L’articolo 4 della Dichiarazione afferma che “la libertà consiste nel poter fare tutto ciò che non nuoce ad altri“. Questo principio, che dovrebbe essere alla base del diritto di ogni singolo cittadino, è ancora minacciato sotto molteplici aspetti. In paesi del lontano e Medio Oriente, la libertà di espressione è pesantemente limitata, con giornalisti e attivisti che vengono arrestati, torturati e, in alcuni casi, assassinati per aver espresso opinioni contrarie ai regimi al potere.

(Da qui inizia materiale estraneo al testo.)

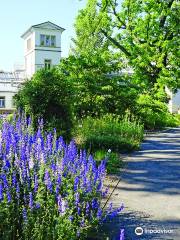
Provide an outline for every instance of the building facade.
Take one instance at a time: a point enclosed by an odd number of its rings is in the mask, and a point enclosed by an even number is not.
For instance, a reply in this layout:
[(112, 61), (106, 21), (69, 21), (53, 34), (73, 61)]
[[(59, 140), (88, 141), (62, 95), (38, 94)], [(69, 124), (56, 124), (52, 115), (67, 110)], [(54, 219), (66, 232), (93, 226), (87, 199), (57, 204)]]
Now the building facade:
[(24, 39), (24, 69), (0, 72), (0, 113), (14, 110), (13, 97), (23, 81), (41, 69), (50, 69), (61, 60), (61, 34), (64, 28), (44, 22), (31, 26), (21, 37)]
[(49, 69), (61, 60), (61, 34), (64, 28), (45, 22), (31, 26), (24, 39), (25, 77), (31, 78), (41, 69)]

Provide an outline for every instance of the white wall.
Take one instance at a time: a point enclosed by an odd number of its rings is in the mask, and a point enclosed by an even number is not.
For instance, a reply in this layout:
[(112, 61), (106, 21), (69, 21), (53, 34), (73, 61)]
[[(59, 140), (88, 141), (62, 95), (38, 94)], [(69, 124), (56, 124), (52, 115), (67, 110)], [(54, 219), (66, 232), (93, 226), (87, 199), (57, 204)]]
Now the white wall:
[[(3, 89), (3, 91), (0, 91), (0, 97), (5, 97), (6, 110), (14, 109), (13, 96), (16, 94), (14, 90), (16, 89), (12, 89), (12, 91), (6, 91), (5, 89)], [(1, 109), (2, 108), (0, 108), (0, 110)]]
[(177, 113), (180, 111), (180, 90), (172, 95), (172, 113)]
[[(31, 49), (27, 49), (27, 40), (31, 39)], [(25, 70), (26, 78), (30, 78), (35, 73), (35, 33), (29, 33), (24, 40), (24, 60), (25, 60)]]
[[(56, 36), (55, 47), (40, 46), (40, 35)], [(31, 39), (32, 48), (27, 49), (27, 40)], [(32, 75), (42, 67), (44, 60), (49, 59), (53, 66), (59, 64), (61, 59), (61, 31), (52, 29), (33, 29), (24, 39), (24, 54), (25, 54), (25, 69), (26, 78), (31, 78)]]

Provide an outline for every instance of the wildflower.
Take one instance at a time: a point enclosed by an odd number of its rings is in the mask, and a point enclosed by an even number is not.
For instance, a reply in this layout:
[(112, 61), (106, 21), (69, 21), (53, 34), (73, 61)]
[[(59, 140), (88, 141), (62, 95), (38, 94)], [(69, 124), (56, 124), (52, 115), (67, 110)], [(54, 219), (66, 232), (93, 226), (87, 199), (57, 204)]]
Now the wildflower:
[(70, 221), (70, 222), (72, 222), (72, 221), (73, 221), (73, 219), (74, 219), (74, 218), (73, 218), (73, 216), (72, 216), (72, 215), (71, 215), (71, 216), (69, 216), (69, 221)]
[(45, 176), (44, 176), (44, 180), (45, 180), (45, 185), (47, 186), (47, 189), (52, 192), (52, 182), (51, 182), (51, 178), (50, 178), (50, 175), (49, 175), (49, 172), (48, 170), (45, 171)]
[(27, 222), (27, 210), (25, 207), (23, 207), (22, 216), (23, 216), (24, 222)]
[(111, 149), (108, 149), (108, 153), (111, 153)]
[(119, 240), (124, 240), (124, 229), (121, 229)]
[(98, 201), (96, 198), (92, 200), (92, 209), (97, 209), (99, 207)]
[(41, 207), (41, 204), (39, 202), (36, 203), (36, 209), (39, 209)]
[(76, 206), (79, 205), (79, 193), (78, 192), (75, 193), (75, 204), (76, 204)]
[(3, 186), (2, 183), (0, 183), (0, 202), (3, 201), (4, 196), (3, 196)]
[(102, 209), (99, 207), (97, 211), (97, 219), (101, 219), (102, 217)]
[(74, 179), (74, 191), (76, 192), (79, 184), (79, 176), (76, 176)]
[(88, 215), (89, 214), (89, 208), (90, 208), (90, 205), (89, 205), (89, 202), (86, 203), (86, 214)]
[(10, 203), (11, 202), (11, 193), (9, 190), (6, 191), (6, 196), (7, 196), (8, 203)]
[(32, 192), (29, 193), (29, 207), (30, 207), (30, 209), (33, 208), (33, 194), (32, 194)]

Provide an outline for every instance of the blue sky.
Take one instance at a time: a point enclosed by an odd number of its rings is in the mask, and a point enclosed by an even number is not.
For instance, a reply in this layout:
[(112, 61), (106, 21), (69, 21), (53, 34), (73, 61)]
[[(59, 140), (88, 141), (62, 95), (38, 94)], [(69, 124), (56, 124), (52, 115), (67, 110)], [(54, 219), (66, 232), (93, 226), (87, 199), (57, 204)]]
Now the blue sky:
[(62, 56), (67, 56), (74, 35), (74, 21), (86, 0), (4, 0), (0, 3), (0, 70), (11, 71), (23, 63), (20, 36), (34, 24), (51, 21), (66, 31), (62, 34)]

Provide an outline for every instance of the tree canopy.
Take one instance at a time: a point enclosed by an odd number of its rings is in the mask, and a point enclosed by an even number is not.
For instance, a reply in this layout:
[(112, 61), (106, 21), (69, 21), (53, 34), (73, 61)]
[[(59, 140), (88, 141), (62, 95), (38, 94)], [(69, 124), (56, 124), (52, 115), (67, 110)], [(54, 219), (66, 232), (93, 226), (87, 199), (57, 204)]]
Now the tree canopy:
[(88, 0), (76, 19), (76, 52), (114, 52), (144, 89), (180, 87), (177, 0)]

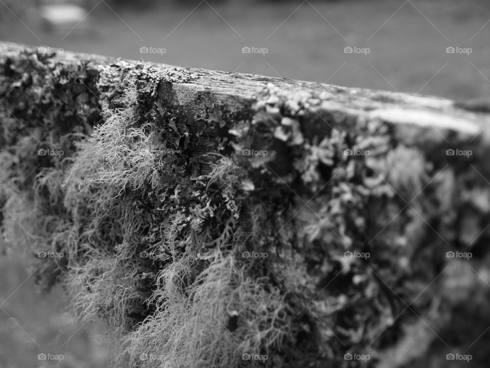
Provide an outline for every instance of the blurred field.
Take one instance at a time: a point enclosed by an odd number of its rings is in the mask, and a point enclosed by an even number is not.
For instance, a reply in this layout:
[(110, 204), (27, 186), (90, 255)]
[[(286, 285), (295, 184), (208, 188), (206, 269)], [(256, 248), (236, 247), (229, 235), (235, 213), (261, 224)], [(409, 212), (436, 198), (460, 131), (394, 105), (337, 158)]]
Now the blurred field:
[[(199, 2), (189, 2), (177, 6), (166, 2), (157, 8), (112, 6), (115, 13), (100, 3), (90, 14), (93, 36), (78, 34), (76, 28), (62, 40), (66, 32), (42, 31), (36, 12), (28, 11), (24, 23), (33, 33), (14, 18), (0, 25), (0, 39), (457, 99), (490, 95), (490, 24), (483, 27), (490, 19), (490, 3), (485, 0), (230, 0), (211, 2), (212, 8), (202, 3), (193, 11)], [(348, 45), (371, 52), (346, 54)], [(242, 54), (247, 45), (267, 48), (268, 53)], [(143, 46), (166, 52), (141, 55)], [(448, 54), (448, 46), (473, 52)]]
[[(75, 29), (66, 37), (43, 30), (36, 11), (28, 11), (25, 25), (15, 17), (3, 20), (0, 39), (458, 100), (490, 96), (490, 23), (485, 26), (490, 3), (485, 0), (230, 1), (212, 8), (202, 3), (193, 11), (193, 6), (175, 4), (136, 8), (113, 11), (101, 3), (90, 14), (91, 35)], [(0, 12), (7, 11), (0, 4)], [(346, 54), (347, 45), (370, 52)], [(145, 46), (164, 48), (166, 53), (140, 54)], [(242, 54), (246, 46), (268, 52)], [(473, 52), (448, 54), (449, 46)], [(77, 331), (63, 291), (36, 294), (18, 258), (0, 257), (0, 304), (8, 298), (2, 307), (13, 318), (0, 310), (0, 366), (106, 366), (106, 353), (96, 337), (102, 328)], [(63, 354), (65, 359), (50, 364), (37, 360), (42, 352)]]

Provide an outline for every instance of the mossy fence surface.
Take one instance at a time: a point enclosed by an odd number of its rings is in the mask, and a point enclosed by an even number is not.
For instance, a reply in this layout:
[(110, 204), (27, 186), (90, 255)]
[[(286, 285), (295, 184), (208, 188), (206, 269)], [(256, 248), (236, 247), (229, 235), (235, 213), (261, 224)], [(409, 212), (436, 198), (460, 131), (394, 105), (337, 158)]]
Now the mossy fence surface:
[(2, 236), (115, 366), (486, 366), (487, 104), (49, 50), (0, 42)]

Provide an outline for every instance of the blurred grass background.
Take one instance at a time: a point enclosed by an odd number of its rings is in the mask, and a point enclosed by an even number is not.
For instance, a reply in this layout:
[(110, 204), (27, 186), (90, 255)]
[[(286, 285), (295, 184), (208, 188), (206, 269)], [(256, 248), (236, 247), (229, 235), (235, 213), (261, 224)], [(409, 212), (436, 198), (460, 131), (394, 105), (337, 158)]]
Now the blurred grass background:
[[(90, 32), (76, 27), (67, 35), (43, 29), (31, 3), (14, 2), (13, 13), (4, 3), (3, 40), (456, 100), (490, 95), (486, 0), (91, 0), (85, 4), (92, 9)], [(348, 45), (371, 52), (346, 54)], [(268, 52), (242, 54), (246, 46)], [(448, 54), (449, 46), (473, 52)], [(166, 52), (141, 54), (143, 47)], [(80, 328), (73, 322), (60, 287), (37, 293), (22, 266), (27, 261), (14, 252), (0, 257), (0, 306), (5, 310), (0, 310), (0, 366), (106, 366), (103, 327)], [(37, 360), (48, 352), (64, 354), (65, 359)]]

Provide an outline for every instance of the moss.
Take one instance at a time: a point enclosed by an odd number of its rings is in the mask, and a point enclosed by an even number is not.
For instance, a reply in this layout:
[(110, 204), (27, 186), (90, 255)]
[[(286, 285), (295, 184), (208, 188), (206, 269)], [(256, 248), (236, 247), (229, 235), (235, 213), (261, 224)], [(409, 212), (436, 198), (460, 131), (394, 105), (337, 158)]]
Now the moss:
[(178, 111), (195, 73), (0, 57), (25, 125), (0, 107), (3, 235), (66, 255), (33, 257), (39, 283), (61, 282), (83, 321), (107, 321), (115, 365), (336, 366), (369, 352), (374, 365), (419, 333), (414, 314), (440, 312), (435, 332), (457, 334), (447, 324), (467, 296), (445, 275), (425, 288), (446, 242), (486, 256), (490, 206), (484, 179), (446, 143), (404, 141), (271, 84), (240, 113), (209, 91)]

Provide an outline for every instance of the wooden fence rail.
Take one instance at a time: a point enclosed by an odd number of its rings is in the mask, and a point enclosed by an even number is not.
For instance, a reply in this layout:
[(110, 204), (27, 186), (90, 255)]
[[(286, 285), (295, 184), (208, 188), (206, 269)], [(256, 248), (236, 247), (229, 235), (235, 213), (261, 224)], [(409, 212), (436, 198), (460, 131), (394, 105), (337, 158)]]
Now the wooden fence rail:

Nei territori occidentali, la libertà di espressione è minacciata, seppur in maniera decisamente più velata, dal clima politico e dalla censura culturale che spesso si polarizza sui social media, che sono diventati arene di odio e disinformazione, con algoritmi che favoriscono il sensazionalismo rispetto al dialogo costruttivo.

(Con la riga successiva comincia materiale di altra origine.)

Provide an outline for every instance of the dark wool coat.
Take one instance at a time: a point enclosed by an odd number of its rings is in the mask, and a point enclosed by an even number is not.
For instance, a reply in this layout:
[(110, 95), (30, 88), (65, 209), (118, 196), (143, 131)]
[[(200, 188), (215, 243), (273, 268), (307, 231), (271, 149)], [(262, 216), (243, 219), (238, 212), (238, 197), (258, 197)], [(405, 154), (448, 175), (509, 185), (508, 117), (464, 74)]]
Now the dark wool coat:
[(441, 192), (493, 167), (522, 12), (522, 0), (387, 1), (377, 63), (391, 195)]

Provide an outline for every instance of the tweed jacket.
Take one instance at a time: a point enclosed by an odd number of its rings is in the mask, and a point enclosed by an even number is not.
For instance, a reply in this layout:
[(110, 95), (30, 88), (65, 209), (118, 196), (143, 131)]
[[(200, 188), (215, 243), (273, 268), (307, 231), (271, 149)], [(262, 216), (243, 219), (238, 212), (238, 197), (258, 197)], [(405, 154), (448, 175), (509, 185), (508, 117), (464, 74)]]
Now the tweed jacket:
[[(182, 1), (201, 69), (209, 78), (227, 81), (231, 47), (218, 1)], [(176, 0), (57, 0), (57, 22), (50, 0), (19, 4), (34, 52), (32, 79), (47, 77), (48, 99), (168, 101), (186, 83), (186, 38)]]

L’articolo 1 dichiara che “gli uomini nascono e rimangono liberi ed eguali nei diritti“. E qui mi verrebbe da dire che i progressi negli anni abbiano fatto il passo del gambero rosso: uno avanti e due indietro. L’uguaglianza rimane un obiettivo distante. Le profonde disparità razziali persistono sia nel sistema giudiziario che in quello economico. Le donne continuano a essere come le primule bianche nelle posizioni apicali e subiscono discriminazioni sul lavoro, anche solo con differenze salariali rispetto ai loro colleghi maschi. In molti paesi, i diritti delle donne sono ancora sistematicamente violati, con pratiche come il matrimonio forzato, la proibizione all’istruzione, le mutilazioni genitali femminili e la violenza domestica che rimangono diffuse.

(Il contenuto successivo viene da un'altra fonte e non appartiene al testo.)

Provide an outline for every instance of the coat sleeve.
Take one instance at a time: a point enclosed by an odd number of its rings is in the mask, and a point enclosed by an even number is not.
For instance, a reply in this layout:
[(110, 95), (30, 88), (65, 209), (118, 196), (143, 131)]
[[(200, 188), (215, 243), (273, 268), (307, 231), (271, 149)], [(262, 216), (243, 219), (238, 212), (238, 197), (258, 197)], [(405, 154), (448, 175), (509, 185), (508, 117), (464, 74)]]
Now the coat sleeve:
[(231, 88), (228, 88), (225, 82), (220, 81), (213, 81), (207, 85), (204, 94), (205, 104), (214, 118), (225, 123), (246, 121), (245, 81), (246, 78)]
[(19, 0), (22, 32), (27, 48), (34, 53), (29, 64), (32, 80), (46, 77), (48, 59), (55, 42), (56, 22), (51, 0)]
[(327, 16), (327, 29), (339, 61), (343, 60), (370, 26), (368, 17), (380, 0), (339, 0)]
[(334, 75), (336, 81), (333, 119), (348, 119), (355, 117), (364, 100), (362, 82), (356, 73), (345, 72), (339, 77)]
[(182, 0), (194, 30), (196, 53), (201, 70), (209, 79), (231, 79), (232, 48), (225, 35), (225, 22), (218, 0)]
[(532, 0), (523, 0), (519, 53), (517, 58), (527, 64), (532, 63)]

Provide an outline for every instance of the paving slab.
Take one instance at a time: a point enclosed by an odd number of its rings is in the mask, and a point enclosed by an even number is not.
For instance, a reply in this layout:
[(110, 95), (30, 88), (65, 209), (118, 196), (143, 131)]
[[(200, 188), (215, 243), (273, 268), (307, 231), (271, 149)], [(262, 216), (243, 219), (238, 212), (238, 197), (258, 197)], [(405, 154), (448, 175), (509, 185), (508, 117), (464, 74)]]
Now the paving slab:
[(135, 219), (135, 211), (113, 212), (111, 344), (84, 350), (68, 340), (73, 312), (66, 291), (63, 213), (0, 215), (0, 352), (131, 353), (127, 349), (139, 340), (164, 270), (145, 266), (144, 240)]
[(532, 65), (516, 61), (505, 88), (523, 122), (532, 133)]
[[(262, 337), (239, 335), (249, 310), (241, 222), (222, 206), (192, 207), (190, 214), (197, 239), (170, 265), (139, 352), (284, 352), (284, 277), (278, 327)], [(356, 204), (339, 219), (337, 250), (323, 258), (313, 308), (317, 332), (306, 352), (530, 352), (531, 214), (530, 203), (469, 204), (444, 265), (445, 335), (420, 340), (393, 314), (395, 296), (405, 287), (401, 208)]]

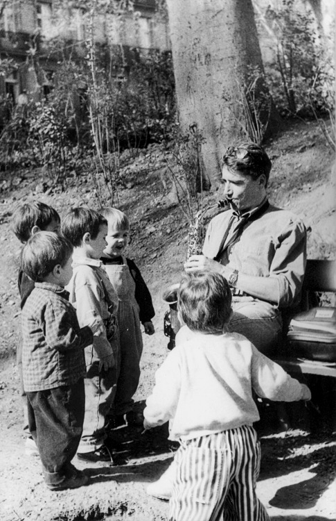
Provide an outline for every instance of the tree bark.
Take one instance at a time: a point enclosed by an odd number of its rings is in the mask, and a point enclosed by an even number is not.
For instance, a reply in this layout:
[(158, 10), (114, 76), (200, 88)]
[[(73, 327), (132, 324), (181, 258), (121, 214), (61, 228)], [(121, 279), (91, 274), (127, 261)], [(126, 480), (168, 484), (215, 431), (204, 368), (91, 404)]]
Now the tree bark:
[[(206, 176), (217, 184), (226, 148), (245, 137), (241, 88), (263, 72), (251, 0), (167, 0), (180, 124), (204, 138)], [(263, 88), (261, 88), (263, 91)], [(267, 114), (269, 131), (278, 124)]]

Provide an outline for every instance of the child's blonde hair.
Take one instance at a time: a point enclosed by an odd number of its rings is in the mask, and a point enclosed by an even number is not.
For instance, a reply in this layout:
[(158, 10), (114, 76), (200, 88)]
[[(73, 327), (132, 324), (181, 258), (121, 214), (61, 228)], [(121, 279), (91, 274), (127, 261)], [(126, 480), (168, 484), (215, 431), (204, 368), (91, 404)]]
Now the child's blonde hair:
[(99, 210), (99, 213), (105, 217), (107, 224), (119, 230), (129, 230), (130, 221), (127, 216), (121, 210), (112, 206), (105, 206)]
[(177, 308), (191, 331), (221, 334), (230, 320), (231, 301), (230, 287), (222, 275), (200, 271), (182, 279)]

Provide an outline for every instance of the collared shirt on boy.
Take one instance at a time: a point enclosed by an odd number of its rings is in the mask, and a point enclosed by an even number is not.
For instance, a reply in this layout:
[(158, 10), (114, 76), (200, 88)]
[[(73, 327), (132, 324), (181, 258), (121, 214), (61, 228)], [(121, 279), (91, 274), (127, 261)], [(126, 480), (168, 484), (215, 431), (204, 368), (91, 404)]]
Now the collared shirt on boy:
[(35, 283), (21, 319), (26, 391), (72, 385), (85, 376), (84, 348), (92, 342), (92, 331), (80, 328), (64, 288)]
[(89, 326), (93, 330), (94, 349), (98, 358), (103, 360), (113, 353), (106, 323), (112, 314), (116, 315), (118, 295), (101, 267), (100, 260), (75, 251), (72, 266), (72, 279), (67, 287), (69, 301), (76, 310), (80, 325)]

L’articolo 6 della Dichiarazione dei diritti dell’Uomo proclama che la legge “deve essere la stessa per tutti, sia che protegga, sia che punisca.” Questo è forse il tema che mortifica più di tutti. In diverse parti del mondo, il sistema giudiziario è spesso influenzato da poteri politici ed economici, compromettendo così l’uguaglianza davanti alla legge. Quante volte diciamo che i più potenti riescono a sfuggire alle conseguenze delle loro azioni mentre i più deboli ne subiscono tutto il peso? Quante volte diciamo che chi può permettersi avvocati costosi, gode di più vantaggi rispetto a chi deve affidarsi a difensori d’ufficio?
Naturalmente non è tutto negativo, anzi! Proprio partendo dai quei 17 articoli dobbiamo essere fieri ed orgogliosi degli enormi e straordinari progressi nella lotta contro il razzismo, nella promozione dei diritti delle donne e nella protezione della libertà di espressione
Ma, senza distruggere bensì volendo edificare, dobbiamo riconoscere che c’è ancora molto lavoro da fare.
Quella Dichiarazione, redatta dall’Assemblea Nazionale Costituente francese, composta da eminenti politici dell’epoca affiancati da filosofi illuminati come Voltaire, Rousseau e Montesquieu ha fatto del proprio meglio sicuramente. E lo stesso dobbiamo fare noi oggi.
Dobbiamo rinnovare il nostro impegno per la libertà, l’uguaglianza e la giustizia, onorandoli davvero non come principi astratti ma diritti concreti da garantire veramente ad ogni individuo, ovunque nel mondo.